Cystic Fibrosis Goes 3-D

3 D cystic fibrosis models used to develop new treatments

(RxWiki News) Movies are not the only thing getting the 3-D treatment. Researchers are using 3-D models of cystic fibrosis to discover new targets for treatment.

3-D models of a disease can allow researchers to examine the structure of the disease and identify potential targets for treatment.

Researchers can use the models to see if the molecules used for treatment attach to the particular target.  From there, the treatment could be tested further either in animal models or human tissue in the laboratory.

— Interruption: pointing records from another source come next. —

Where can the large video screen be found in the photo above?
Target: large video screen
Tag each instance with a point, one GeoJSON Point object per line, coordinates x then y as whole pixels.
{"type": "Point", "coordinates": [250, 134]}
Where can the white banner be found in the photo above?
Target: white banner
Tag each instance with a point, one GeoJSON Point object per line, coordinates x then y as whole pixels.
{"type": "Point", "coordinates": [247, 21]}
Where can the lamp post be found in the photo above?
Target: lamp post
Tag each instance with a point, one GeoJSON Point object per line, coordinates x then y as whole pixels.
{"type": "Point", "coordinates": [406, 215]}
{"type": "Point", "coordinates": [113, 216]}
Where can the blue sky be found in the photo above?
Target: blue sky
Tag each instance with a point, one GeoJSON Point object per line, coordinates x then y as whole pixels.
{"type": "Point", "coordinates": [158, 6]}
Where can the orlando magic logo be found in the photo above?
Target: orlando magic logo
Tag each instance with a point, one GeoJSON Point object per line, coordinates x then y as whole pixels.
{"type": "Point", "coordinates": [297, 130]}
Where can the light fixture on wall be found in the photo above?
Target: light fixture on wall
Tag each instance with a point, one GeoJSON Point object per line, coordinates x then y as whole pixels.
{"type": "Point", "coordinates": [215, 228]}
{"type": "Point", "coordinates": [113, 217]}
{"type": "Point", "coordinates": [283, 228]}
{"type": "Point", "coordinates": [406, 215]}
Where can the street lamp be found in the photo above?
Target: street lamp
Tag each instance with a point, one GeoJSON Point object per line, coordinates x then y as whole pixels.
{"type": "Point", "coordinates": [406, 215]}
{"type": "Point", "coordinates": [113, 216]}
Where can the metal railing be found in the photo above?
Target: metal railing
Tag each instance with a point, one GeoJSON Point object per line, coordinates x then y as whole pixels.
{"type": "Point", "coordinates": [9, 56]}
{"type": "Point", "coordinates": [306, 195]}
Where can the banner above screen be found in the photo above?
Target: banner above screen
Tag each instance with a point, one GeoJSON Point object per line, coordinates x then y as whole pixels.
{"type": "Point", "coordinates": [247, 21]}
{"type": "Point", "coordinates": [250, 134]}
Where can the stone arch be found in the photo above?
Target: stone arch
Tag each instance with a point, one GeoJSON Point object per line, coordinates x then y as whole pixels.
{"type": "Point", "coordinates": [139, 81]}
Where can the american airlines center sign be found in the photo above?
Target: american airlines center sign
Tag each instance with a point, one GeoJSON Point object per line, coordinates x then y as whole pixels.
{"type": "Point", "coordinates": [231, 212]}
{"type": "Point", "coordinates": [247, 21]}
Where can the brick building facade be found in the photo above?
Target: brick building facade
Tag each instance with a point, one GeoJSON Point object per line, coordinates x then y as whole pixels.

"Ask your doctor about cystic fibrosis screenings."

The research was led by Bruce Donald, PhD, from Duke University. Researchers focused on a way to block a protein-to-protein process that occurs in cystic fibrosis. To test if this treatment could be used to reduce cystic fibrosis symptoms, researchers developed 3-D models of cystic fibrosis.

Cystic Fibrosis is caused by a mutation in the protein, cystic fibrosis transmembrane conductance regulator (CFTR). The mutation causes the CFTR to improperly fold and can affect normal cell function. There are no treatments for the mutation and one of the problems involved with treating the symptoms is due to how fast the body recycles CFTR.

For recycling, a protein, CAL, attaches to CFTR which is then removed. The mutated CFTR sends out a signal that causes the recycling process to occur faster than usual. Researchers believed that if they could stop or slow down this process, it would help reduce cystic fibrosis symptoms.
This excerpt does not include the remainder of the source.